It is probably fair to say that most people would agree with the statement that the Internet has strongly transformed the ways people interact with each other in the cultural, economic, private, and social contexts. Given the comparatively young age of the Internet, at least in commercial terms as most people know it, it is far less clear how big the economic value of the ‘Internet economy’ is and who stands to benefit most from it. To shed some light on these questions, our new booklet “The Internet: the enabling force of the 21st century” compiles the results of publicly available studies on the economic weight of the Internet and features case studies illustrating the various ways the Internet acts as the enabling force for SMEs, consumers, new businesses and citizens at large.

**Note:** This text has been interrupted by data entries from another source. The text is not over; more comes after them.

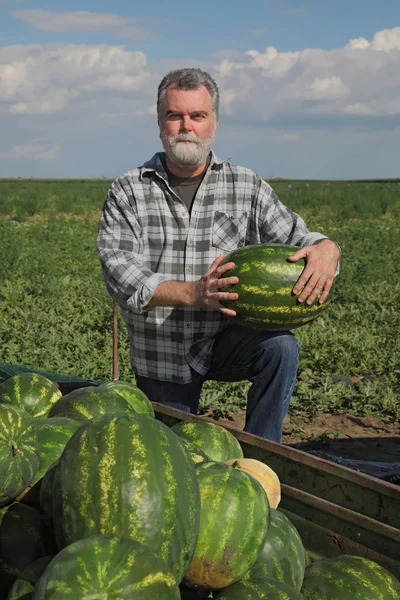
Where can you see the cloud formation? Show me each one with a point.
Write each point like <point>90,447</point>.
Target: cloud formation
<point>358,80</point>
<point>46,88</point>
<point>45,79</point>
<point>33,152</point>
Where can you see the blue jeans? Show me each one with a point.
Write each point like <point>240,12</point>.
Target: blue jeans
<point>268,360</point>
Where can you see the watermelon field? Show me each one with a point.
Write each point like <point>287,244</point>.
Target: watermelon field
<point>56,314</point>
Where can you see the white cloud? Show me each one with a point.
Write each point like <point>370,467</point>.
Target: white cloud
<point>360,80</point>
<point>32,152</point>
<point>45,79</point>
<point>71,82</point>
<point>385,40</point>
<point>295,11</point>
<point>84,21</point>
<point>326,88</point>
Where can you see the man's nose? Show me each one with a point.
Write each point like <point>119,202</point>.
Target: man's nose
<point>186,123</point>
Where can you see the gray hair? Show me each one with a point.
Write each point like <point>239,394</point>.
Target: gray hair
<point>188,79</point>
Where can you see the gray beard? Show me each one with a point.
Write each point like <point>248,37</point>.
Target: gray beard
<point>183,154</point>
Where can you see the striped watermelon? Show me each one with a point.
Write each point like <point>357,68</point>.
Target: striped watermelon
<point>128,476</point>
<point>46,496</point>
<point>266,280</point>
<point>52,435</point>
<point>33,392</point>
<point>104,566</point>
<point>19,452</point>
<point>234,521</point>
<point>215,441</point>
<point>259,589</point>
<point>88,402</point>
<point>24,586</point>
<point>283,555</point>
<point>348,576</point>
<point>24,538</point>
<point>132,393</point>
<point>197,455</point>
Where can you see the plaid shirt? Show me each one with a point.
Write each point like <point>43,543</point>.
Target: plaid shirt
<point>146,236</point>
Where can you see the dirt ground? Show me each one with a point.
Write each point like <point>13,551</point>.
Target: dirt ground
<point>367,444</point>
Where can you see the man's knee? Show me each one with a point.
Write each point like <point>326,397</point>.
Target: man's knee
<point>278,350</point>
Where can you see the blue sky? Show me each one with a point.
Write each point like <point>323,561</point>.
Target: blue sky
<point>308,89</point>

If there was one finding to stand out, it would be the following: economic growth and social change are not primarily driven by Internet companies, rather by every business and citizen using the services that run over the Internet. In concrete numbers, the often cited McKinsey economic study noted that 75% of the Internet’s benefits arises from traditional companies that don’t define themselves as pure Internet players. There are further impressive numbers:
- Between 2010 and 2016 the Internet economy of the G-20 will nearly double to reach a value of $4.2 trillion and by 2016 will add 32 million jobs
- In these markets the Internet economy will grow at an annual rate of 8% – one of the fastest growing sectors
- The Internet economy will account for an average 5.7% of EU GDP by 2016 with the UK at 12.4%
- 97% of commercial sellers using ecommerce platforms export
- G-20 consumers researched online and then purchased offline more than $1.3 trillion in goods in 2010 – that is 7.8% of all consumer spending
- In 2013 529,000 people in full-time employment are directly linked to the app economy across Europe, including 330,000 app developers
Behind these numbers there are businesses and citizens taking advantage of the Internet. By using online selling platforms retailers like ‘Blue Water Sport’ in the UK export to 88 countries, the company is only five years old; thanks to the online employment app ‘Work for Us’, the ‘Hard Rock Cafe’ spent not even a tenth of what it normally spends for hiring staff in its Florence restaurant, based on people’s Facebook ‘Likes’ of Rock and Roll; SMEs use online accountancy software to run their business more efficiently and reduce administrative burden; 95% of the customers of Polish antiques seller ‘Nasze Antyki’ found the company through online advertising campaigns. These are just some examples featured in our booklet.
Particularly in light of the first ‘Digital European Summit’ taking place in Brussels this week we hope that our work will illustrate the need for policies in Europe that allow the Internet to thrive for the millions of traditional businesses and consumers who rely on its enabling force.